Here are my layperson’s thoughts a few months into using Hugo:
- Hugo can handle large builds (See example). But it will depend on how you plan and optimize your site. In recent times, the maintainer has introduced new build commands such as
--renderToDisk
and--renderStaticToDisk
which use less RAM. More so, something like partialCached can help. (You might also need more computer resources as the site grows such as processor and RAM). After all, Hugo’s m’motto’ being the “fastest SSG in the world” is tested and proven. - You can folk a theme if it is abandoned and maintain it yourself with new Hugo features. Or even pay someone to develop a custom built one from scratch or even rewrite the folk. But, just as I advise those using WP, it is better to choose one theme and then stick with it. In fact, I would advise you to just have someone port your current look to Hugo (it is not that hard per se).
- If you are willing to spend money, then Menca is a good theme. It is also used by Hugo founder on his site. Or follow my idea and have your current theme ported over to Hugo.

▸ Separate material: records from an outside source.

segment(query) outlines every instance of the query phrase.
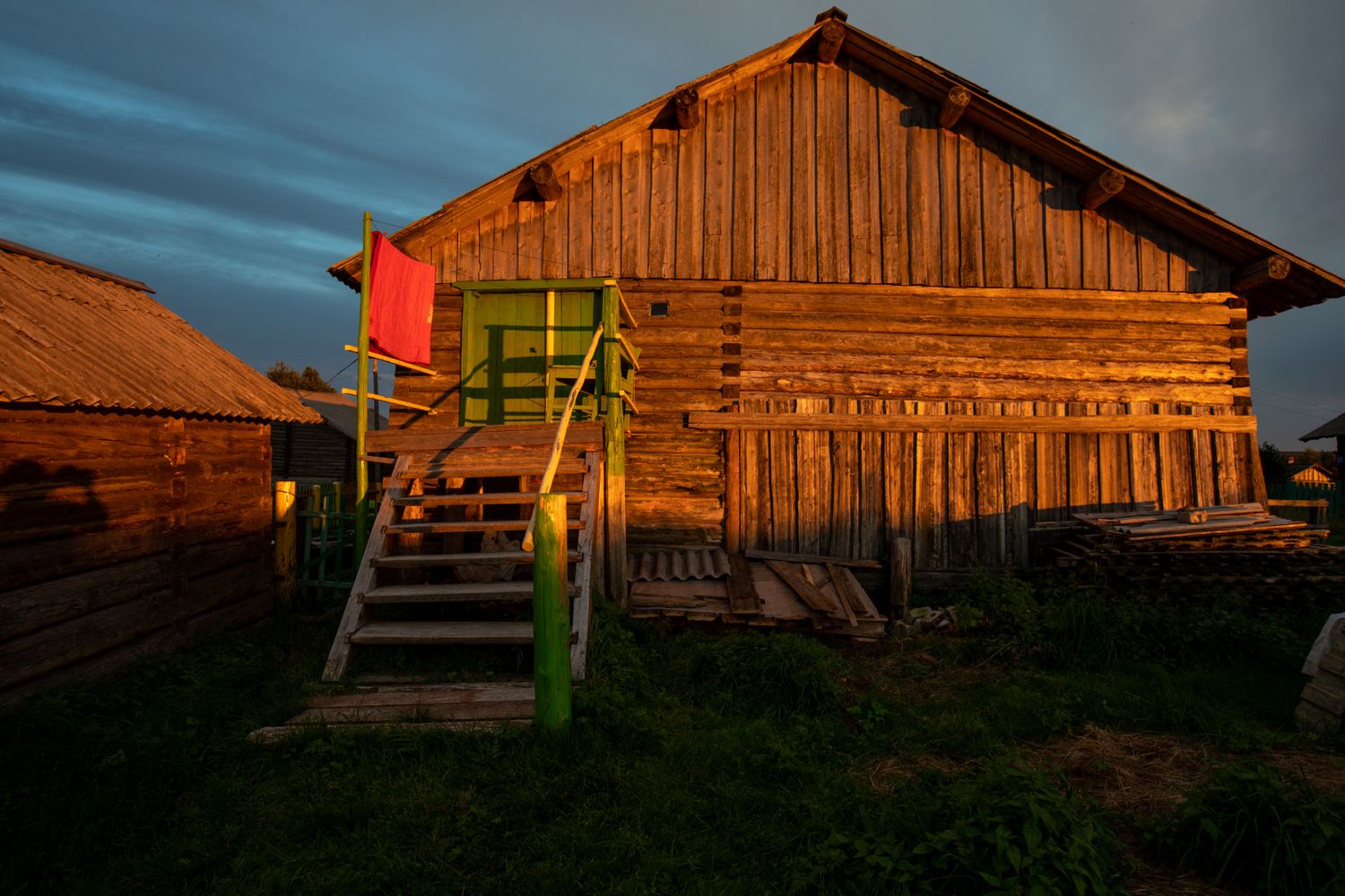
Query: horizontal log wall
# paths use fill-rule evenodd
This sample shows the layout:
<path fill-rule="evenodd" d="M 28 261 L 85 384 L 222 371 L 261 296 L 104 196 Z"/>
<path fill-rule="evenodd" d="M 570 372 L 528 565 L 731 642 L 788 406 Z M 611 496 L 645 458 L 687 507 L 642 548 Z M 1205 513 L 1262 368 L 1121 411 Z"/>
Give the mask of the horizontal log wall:
<path fill-rule="evenodd" d="M 744 395 L 1251 400 L 1247 310 L 1224 293 L 749 283 L 741 300 Z"/>
<path fill-rule="evenodd" d="M 861 63 L 787 63 L 418 239 L 440 282 L 635 277 L 1227 290 L 1231 266 Z"/>
<path fill-rule="evenodd" d="M 779 424 L 788 414 L 1232 414 L 1151 403 L 854 398 L 744 399 L 742 411 L 775 415 Z M 920 570 L 1025 564 L 1029 529 L 1069 512 L 1258 500 L 1256 442 L 1247 433 L 997 433 L 987 422 L 976 433 L 772 429 L 737 438 L 740 544 L 881 557 L 890 537 L 904 536 L 913 540 Z"/>
<path fill-rule="evenodd" d="M 0 703 L 270 607 L 262 423 L 0 406 Z"/>

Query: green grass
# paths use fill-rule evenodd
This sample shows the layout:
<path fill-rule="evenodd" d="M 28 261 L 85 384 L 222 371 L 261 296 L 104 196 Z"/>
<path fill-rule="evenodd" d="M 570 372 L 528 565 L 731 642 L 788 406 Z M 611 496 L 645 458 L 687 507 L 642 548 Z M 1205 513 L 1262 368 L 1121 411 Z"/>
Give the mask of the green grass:
<path fill-rule="evenodd" d="M 217 638 L 0 717 L 0 892 L 1116 892 L 1128 821 L 1033 746 L 1088 724 L 1305 746 L 1286 664 L 1315 610 L 1192 629 L 1009 580 L 963 603 L 981 625 L 958 635 L 850 647 L 604 610 L 562 739 L 253 746 L 303 704 L 328 626 Z M 874 786 L 878 762 L 912 771 Z"/>

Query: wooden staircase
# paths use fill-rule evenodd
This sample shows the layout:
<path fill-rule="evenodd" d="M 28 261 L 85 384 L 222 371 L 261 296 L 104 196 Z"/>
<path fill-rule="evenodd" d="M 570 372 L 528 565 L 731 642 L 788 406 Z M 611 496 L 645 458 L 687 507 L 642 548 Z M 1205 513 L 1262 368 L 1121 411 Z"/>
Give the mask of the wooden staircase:
<path fill-rule="evenodd" d="M 387 645 L 533 642 L 533 553 L 519 541 L 555 429 L 404 430 L 370 439 L 371 450 L 394 451 L 395 462 L 327 657 L 324 681 L 346 677 L 356 647 L 363 656 Z M 601 423 L 572 424 L 551 488 L 565 494 L 569 506 L 574 680 L 584 677 L 593 576 L 600 568 L 594 555 L 601 543 Z"/>

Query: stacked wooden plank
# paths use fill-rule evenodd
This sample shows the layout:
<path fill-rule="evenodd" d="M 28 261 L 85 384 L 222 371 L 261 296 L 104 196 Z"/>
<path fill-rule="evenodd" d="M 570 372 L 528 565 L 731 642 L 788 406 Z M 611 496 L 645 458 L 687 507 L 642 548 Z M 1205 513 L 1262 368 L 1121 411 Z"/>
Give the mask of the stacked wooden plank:
<path fill-rule="evenodd" d="M 1337 637 L 1303 688 L 1294 720 L 1303 731 L 1333 735 L 1345 719 L 1345 637 Z"/>
<path fill-rule="evenodd" d="M 1075 513 L 1073 519 L 1089 527 L 1091 531 L 1084 537 L 1092 547 L 1111 551 L 1131 549 L 1137 545 L 1173 551 L 1210 547 L 1306 548 L 1326 537 L 1325 529 L 1271 516 L 1260 504 L 1231 504 L 1189 510 Z"/>
<path fill-rule="evenodd" d="M 1323 529 L 1271 516 L 1259 504 L 1076 513 L 1046 556 L 1123 592 L 1236 591 L 1302 596 L 1345 583 L 1345 549 Z M 1182 523 L 1186 519 L 1204 520 Z"/>
<path fill-rule="evenodd" d="M 873 641 L 882 637 L 888 619 L 850 570 L 869 563 L 878 566 L 868 560 L 769 552 L 757 552 L 752 560 L 733 555 L 728 557 L 728 575 L 633 582 L 631 615 Z M 655 566 L 648 559 L 640 564 Z"/>

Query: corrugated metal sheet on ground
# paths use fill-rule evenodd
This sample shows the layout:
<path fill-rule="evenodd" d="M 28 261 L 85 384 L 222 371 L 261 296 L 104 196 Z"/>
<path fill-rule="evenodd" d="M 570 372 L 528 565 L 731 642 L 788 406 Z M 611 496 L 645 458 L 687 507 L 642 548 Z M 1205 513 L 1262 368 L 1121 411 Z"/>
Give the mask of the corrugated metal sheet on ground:
<path fill-rule="evenodd" d="M 0 246 L 0 400 L 319 423 L 144 292 Z"/>
<path fill-rule="evenodd" d="M 635 549 L 627 556 L 631 582 L 721 579 L 729 572 L 729 555 L 718 547 Z"/>

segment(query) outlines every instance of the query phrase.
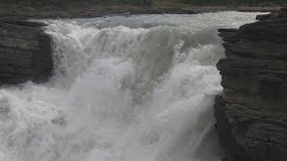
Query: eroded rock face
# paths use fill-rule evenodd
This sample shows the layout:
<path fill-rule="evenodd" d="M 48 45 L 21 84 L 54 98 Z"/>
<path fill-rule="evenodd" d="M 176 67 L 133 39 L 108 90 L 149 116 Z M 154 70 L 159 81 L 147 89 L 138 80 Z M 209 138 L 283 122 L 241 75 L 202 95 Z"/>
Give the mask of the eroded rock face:
<path fill-rule="evenodd" d="M 41 29 L 45 24 L 0 20 L 0 85 L 31 80 L 42 82 L 51 76 L 51 42 Z"/>
<path fill-rule="evenodd" d="M 257 19 L 219 30 L 227 58 L 217 64 L 216 128 L 233 160 L 287 160 L 287 10 Z"/>

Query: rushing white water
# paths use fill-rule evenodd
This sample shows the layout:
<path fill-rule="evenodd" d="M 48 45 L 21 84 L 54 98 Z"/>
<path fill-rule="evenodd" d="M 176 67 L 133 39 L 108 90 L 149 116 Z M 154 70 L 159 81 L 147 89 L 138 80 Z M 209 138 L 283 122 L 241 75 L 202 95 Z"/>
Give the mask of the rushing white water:
<path fill-rule="evenodd" d="M 0 90 L 0 160 L 219 160 L 219 28 L 257 13 L 44 21 L 55 76 Z"/>

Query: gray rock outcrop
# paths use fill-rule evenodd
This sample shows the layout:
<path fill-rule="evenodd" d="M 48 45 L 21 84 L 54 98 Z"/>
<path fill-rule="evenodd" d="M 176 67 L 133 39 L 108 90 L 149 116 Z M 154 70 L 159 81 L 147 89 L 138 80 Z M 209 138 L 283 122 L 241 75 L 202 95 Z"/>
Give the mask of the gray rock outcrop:
<path fill-rule="evenodd" d="M 45 24 L 20 20 L 0 20 L 0 85 L 31 80 L 48 80 L 52 74 L 51 40 Z"/>
<path fill-rule="evenodd" d="M 287 160 L 287 11 L 219 30 L 226 58 L 217 68 L 216 129 L 230 160 Z"/>

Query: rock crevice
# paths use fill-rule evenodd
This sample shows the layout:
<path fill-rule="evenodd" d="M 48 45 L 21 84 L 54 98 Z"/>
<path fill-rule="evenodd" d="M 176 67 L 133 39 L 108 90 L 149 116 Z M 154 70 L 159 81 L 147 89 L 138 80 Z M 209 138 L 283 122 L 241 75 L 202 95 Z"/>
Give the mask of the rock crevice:
<path fill-rule="evenodd" d="M 44 23 L 0 20 L 0 85 L 42 82 L 52 74 L 51 39 Z"/>
<path fill-rule="evenodd" d="M 231 160 L 287 160 L 287 12 L 219 30 L 226 58 L 217 68 L 216 129 Z"/>

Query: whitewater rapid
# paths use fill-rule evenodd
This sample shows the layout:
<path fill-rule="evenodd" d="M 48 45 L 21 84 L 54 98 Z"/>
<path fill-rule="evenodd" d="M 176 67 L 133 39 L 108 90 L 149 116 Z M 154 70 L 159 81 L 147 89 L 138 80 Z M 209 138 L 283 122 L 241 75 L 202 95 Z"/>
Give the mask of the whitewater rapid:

- You can be creative and use PHP, but the search box in the forum can help with some of this.
- As somene says, “For me, SEO is good quality content, clean and valid HTML and some minimal set of meta tags. Your theme [should do the] job in this regard and the content is up to you.” So, if you have good content and the theme you use has clean/valid HTML, the meta tags you can insert using a guide. (I was using The SEO Framework before switching to SSGs and I copied the meta tags it was generating for every area of the website (CTRL+U to view the source code) and then ported that over to (first Jekyll then my) Hugo site. I mean the homepage, category pages, single posts, pages and taxonomies (categories and tags), etc.).
- Hugo at its core is GDPR compliant. It is up to you to make sure what you add on top of it is also compliant. Google search and the forum search box can help with that.
- Placing the ads script in the head section (between
<head></head>
and then you can use partials if you want the ads in templates, or shortcodes if you want the ads to appear inline with the content.
You can also leverage CMSes like Netlify, Forestly or CloudCannon to make your writing easier and for your writers who might not be familiar with markdown.